Veja outras declarações de Danilo:
Como manter a motivação após um ano vencedor
— Foi comprido o ano passado, agora é um novo ano. Primeira palavra é humildade, eu diria. Essa é a maior característica dos grandes. Humildade, porque o que a gente fez no ano passado está na história, está nos livros, está nos vídeos, mas para esse ano conta zero. Quando a gente entra em campo, está 0 a 0 contra qualquer adversário, às vezes é muito mais fácil você chegar e conquistar uma coisa e depois pronto, abrir mão de seguir conquistando, ano após ano, temporada após temporada. No final das contas você vê a foto completa e você fala “caraca, agora sim”. Essa mentalidade é aquilo que a gente vem tentando desenvolver no Flamengo. Eu, quando me coloquei à disposição para vir, falei muito sobre isso com o Filipe, falei muito sobre isso com o Boto e hoje em dia, com a relação que eu tenho também com o presidente, falo muito em relação a isso e falo “essa mentalidade tem que continuar sendo desenvolvida em campo e fora de campo”. No que cabe a mim e aos outros jogadores é manter isso. Treinamento, preparação e espírito de sacrifício. E entender que agora começa tudo do zero de novo. Pior, aliás, porque todo mundo já no ano passado queria ganhar do Flamengo, esse ano querem muito mais e vão entrar muito mais preparados, muito mais motivados para jogar contra o Flamengo. É humildade de falar “eu preciso trabalhar mais, eu preciso melhorar”. Aquilo que foi feito basta para o ano passado, para esse ano não basta.

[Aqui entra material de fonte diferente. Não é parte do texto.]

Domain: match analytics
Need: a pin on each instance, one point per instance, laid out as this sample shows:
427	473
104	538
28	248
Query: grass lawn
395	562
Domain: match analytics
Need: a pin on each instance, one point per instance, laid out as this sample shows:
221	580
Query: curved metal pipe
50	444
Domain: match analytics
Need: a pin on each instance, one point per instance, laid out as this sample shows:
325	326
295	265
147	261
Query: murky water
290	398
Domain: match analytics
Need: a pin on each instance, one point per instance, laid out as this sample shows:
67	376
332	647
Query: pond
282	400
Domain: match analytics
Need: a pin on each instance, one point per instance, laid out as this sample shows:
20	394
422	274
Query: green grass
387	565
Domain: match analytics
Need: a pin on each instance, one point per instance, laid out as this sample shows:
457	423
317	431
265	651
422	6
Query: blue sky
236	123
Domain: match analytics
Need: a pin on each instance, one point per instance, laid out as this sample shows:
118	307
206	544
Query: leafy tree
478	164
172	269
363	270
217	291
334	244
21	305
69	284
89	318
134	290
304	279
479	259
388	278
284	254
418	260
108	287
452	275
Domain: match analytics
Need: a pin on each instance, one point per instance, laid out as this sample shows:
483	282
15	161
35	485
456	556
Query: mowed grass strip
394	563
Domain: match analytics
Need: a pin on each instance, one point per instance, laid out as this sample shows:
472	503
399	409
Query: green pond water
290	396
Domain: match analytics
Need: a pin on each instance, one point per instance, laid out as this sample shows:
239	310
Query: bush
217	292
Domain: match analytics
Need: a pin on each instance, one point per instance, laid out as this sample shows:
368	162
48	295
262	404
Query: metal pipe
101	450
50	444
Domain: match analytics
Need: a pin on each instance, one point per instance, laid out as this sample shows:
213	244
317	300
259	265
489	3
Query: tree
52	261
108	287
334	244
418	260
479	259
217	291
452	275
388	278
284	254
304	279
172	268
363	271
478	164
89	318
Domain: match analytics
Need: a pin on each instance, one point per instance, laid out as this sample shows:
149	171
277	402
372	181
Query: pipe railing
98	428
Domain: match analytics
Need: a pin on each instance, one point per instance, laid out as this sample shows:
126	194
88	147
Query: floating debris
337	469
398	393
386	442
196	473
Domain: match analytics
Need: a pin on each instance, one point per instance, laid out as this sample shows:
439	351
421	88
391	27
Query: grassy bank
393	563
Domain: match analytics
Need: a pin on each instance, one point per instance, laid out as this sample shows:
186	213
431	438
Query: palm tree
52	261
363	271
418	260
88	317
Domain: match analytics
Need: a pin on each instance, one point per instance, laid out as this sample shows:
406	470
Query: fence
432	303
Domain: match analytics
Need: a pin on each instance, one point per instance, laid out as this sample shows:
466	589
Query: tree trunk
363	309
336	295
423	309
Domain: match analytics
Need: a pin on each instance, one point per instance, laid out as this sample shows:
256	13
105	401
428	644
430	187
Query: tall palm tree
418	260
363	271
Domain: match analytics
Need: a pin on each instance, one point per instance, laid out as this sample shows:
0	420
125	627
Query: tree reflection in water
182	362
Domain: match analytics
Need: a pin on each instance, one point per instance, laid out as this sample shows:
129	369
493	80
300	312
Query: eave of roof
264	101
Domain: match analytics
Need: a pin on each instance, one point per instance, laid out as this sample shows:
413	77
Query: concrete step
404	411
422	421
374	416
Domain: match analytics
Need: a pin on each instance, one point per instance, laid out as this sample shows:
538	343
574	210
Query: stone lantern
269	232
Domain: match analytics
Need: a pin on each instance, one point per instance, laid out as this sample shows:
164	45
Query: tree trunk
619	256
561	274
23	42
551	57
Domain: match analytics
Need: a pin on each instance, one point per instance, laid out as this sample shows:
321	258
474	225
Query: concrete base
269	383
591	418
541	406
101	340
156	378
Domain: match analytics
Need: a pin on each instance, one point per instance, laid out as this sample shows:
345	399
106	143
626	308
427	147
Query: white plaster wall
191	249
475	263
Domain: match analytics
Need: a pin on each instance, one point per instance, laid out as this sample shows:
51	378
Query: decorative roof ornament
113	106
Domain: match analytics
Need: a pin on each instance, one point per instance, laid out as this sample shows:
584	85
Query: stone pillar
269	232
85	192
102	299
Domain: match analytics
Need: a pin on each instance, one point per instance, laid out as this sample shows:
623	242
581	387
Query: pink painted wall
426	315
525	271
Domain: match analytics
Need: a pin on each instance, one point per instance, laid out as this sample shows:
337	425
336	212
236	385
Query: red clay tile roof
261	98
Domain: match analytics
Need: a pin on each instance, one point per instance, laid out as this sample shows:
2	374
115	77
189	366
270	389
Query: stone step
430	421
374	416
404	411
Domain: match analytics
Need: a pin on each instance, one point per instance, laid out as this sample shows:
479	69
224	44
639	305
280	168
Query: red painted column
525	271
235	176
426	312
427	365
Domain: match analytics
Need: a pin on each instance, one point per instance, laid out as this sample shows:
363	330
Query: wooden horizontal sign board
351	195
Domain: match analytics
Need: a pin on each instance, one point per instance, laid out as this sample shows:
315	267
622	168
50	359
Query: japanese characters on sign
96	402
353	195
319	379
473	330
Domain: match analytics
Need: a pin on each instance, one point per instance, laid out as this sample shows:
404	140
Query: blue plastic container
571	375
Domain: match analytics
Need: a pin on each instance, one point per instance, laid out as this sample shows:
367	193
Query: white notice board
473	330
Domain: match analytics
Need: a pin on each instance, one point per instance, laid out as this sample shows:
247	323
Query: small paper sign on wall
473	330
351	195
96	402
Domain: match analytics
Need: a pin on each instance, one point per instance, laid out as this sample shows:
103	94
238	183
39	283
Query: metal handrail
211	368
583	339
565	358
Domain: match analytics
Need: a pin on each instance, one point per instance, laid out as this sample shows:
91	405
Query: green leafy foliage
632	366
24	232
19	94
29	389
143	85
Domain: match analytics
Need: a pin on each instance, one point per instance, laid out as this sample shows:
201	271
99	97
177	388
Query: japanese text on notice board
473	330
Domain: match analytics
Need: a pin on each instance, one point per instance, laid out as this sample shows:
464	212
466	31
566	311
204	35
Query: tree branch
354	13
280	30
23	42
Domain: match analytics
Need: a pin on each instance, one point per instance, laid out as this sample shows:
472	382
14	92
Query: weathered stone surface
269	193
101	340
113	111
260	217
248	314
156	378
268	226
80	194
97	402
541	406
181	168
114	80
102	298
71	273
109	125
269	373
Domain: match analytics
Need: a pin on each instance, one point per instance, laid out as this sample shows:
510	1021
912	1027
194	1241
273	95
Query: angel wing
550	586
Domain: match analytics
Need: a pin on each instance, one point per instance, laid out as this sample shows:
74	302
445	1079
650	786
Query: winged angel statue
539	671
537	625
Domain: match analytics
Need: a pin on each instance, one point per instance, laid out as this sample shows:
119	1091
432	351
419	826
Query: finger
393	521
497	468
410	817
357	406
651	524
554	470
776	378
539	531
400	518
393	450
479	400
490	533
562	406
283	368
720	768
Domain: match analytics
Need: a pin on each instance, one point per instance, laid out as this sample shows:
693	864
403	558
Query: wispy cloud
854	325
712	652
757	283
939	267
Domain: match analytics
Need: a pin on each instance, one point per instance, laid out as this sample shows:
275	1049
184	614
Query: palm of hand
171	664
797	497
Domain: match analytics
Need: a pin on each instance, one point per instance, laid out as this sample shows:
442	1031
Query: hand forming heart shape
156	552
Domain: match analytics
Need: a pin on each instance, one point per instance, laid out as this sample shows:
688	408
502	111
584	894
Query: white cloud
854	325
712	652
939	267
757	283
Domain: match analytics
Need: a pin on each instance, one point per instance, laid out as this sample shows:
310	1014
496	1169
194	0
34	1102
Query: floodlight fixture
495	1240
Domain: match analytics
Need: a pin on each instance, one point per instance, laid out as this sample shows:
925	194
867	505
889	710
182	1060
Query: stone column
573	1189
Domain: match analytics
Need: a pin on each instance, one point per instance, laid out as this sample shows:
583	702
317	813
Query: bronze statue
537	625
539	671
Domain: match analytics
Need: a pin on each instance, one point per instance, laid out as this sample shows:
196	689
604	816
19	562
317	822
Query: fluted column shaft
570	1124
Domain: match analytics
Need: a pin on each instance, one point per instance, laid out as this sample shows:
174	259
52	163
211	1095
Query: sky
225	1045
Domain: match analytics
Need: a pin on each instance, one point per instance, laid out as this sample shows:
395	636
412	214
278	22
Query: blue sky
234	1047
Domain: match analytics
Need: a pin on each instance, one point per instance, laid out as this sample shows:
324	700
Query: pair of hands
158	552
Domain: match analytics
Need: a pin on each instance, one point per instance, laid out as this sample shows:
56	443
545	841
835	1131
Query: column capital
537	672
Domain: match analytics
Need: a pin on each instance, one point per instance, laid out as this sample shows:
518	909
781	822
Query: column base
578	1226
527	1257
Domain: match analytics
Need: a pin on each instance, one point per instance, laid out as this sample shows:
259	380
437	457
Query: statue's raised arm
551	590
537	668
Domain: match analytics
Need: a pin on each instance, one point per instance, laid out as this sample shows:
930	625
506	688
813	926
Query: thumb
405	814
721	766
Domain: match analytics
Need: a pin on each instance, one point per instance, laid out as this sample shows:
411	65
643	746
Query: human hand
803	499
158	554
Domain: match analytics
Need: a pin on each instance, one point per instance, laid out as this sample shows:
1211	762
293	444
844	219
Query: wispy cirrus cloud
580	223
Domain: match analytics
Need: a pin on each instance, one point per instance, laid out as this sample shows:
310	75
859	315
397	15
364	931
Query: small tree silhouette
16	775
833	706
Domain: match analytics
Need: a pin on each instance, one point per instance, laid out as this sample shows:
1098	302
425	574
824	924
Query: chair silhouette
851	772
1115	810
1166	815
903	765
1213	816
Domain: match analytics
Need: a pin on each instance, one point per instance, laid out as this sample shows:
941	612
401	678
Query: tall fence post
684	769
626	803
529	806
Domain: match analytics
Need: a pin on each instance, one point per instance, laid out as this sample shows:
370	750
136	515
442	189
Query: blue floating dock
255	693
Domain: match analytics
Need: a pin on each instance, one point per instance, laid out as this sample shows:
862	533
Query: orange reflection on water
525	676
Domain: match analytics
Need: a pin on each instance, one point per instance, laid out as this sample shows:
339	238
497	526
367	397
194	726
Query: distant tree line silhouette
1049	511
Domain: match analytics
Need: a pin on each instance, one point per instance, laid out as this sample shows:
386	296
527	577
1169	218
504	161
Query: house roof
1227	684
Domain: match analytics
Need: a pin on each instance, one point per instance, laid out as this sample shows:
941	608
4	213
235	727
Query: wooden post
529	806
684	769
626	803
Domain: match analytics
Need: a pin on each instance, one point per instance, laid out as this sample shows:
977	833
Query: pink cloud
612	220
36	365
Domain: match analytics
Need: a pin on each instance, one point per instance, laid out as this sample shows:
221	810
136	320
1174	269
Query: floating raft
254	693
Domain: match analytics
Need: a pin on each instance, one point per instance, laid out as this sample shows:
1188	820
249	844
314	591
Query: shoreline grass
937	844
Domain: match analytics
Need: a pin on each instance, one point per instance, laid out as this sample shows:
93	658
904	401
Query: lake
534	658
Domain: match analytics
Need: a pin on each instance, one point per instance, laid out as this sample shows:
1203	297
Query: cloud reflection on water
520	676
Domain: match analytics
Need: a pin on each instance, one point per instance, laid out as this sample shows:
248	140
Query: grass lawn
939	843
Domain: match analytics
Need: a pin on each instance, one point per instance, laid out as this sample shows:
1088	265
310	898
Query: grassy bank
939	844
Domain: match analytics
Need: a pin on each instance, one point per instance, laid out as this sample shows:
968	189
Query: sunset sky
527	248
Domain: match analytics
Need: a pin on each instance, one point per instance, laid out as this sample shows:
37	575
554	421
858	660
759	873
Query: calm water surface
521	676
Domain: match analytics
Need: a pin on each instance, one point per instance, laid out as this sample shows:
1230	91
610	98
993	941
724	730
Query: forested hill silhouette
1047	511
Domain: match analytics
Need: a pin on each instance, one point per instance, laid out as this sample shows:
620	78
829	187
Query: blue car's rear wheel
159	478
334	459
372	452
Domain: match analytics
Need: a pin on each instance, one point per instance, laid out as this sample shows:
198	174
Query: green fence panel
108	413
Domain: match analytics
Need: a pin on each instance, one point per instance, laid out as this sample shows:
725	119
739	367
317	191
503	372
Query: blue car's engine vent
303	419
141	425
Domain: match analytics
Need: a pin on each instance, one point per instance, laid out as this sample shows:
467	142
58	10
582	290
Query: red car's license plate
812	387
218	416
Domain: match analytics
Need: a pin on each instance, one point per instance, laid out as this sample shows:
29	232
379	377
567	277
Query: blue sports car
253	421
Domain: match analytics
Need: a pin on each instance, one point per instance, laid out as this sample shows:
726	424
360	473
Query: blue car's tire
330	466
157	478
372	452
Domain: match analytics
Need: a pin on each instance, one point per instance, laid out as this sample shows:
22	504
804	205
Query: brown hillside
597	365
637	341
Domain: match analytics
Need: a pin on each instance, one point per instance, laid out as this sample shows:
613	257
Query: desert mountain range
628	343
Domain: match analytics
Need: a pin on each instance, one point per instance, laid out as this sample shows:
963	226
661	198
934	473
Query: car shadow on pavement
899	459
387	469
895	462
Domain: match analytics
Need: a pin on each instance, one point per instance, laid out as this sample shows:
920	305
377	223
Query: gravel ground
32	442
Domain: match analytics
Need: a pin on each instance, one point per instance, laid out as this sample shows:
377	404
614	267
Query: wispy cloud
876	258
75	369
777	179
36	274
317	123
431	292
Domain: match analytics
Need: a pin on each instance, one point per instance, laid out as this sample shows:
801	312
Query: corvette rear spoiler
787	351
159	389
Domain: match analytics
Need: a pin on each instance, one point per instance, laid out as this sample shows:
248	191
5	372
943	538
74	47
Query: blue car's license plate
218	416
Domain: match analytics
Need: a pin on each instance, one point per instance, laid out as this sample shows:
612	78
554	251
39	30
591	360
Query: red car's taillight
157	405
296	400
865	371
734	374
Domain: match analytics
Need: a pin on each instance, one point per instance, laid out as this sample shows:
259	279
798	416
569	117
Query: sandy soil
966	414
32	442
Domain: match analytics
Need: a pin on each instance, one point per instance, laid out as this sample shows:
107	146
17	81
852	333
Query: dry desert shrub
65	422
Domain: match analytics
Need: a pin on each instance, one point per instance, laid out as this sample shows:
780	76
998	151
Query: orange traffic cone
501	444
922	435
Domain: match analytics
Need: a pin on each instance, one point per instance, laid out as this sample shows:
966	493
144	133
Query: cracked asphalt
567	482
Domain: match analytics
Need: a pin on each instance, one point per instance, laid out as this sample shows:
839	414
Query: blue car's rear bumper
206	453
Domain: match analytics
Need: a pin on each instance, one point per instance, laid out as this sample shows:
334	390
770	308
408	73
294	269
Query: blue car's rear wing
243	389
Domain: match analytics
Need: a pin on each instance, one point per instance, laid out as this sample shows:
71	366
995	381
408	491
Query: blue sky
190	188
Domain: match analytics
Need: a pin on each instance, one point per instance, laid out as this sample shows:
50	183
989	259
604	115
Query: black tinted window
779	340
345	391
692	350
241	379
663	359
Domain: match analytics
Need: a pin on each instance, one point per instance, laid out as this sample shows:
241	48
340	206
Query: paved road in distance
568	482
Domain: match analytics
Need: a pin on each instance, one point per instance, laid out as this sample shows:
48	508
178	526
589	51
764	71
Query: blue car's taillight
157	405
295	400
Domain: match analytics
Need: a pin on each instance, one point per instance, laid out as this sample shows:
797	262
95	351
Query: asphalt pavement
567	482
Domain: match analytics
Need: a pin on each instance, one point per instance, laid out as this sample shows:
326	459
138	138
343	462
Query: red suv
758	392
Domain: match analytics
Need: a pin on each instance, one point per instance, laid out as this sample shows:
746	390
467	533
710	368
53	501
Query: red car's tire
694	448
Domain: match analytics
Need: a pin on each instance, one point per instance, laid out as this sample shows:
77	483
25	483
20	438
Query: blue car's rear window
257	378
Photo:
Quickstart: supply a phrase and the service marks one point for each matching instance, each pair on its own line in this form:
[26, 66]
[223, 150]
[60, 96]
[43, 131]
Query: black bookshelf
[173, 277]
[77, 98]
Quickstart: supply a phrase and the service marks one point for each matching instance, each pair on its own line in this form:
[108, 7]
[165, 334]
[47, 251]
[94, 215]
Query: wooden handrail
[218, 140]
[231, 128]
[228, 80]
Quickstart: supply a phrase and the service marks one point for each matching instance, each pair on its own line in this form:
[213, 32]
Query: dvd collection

Emoção na Libertadores pela família
— Eu fiquei muito emocionado por causa dessa situação do meu pai, da minha tia e, como eu falei, pelo sacrifício que eu tive que fazer no final da temporada para estar em campo. Mas aí quando eu vim, eles foram ao jogo contra o Ceará e estava todo mundo reunido. A gente conseguiu comemorar todo mundo junto, compartilhar as medalhas, os abraços, os olhares. Minha família é uma família muito contida também nas comemorações, então eu vejo muito mais nos olhares, nos abraços o tamanho da euforia e o tamanho do orgulho que eu pude proporcionar para eles e para quem está perto da gente.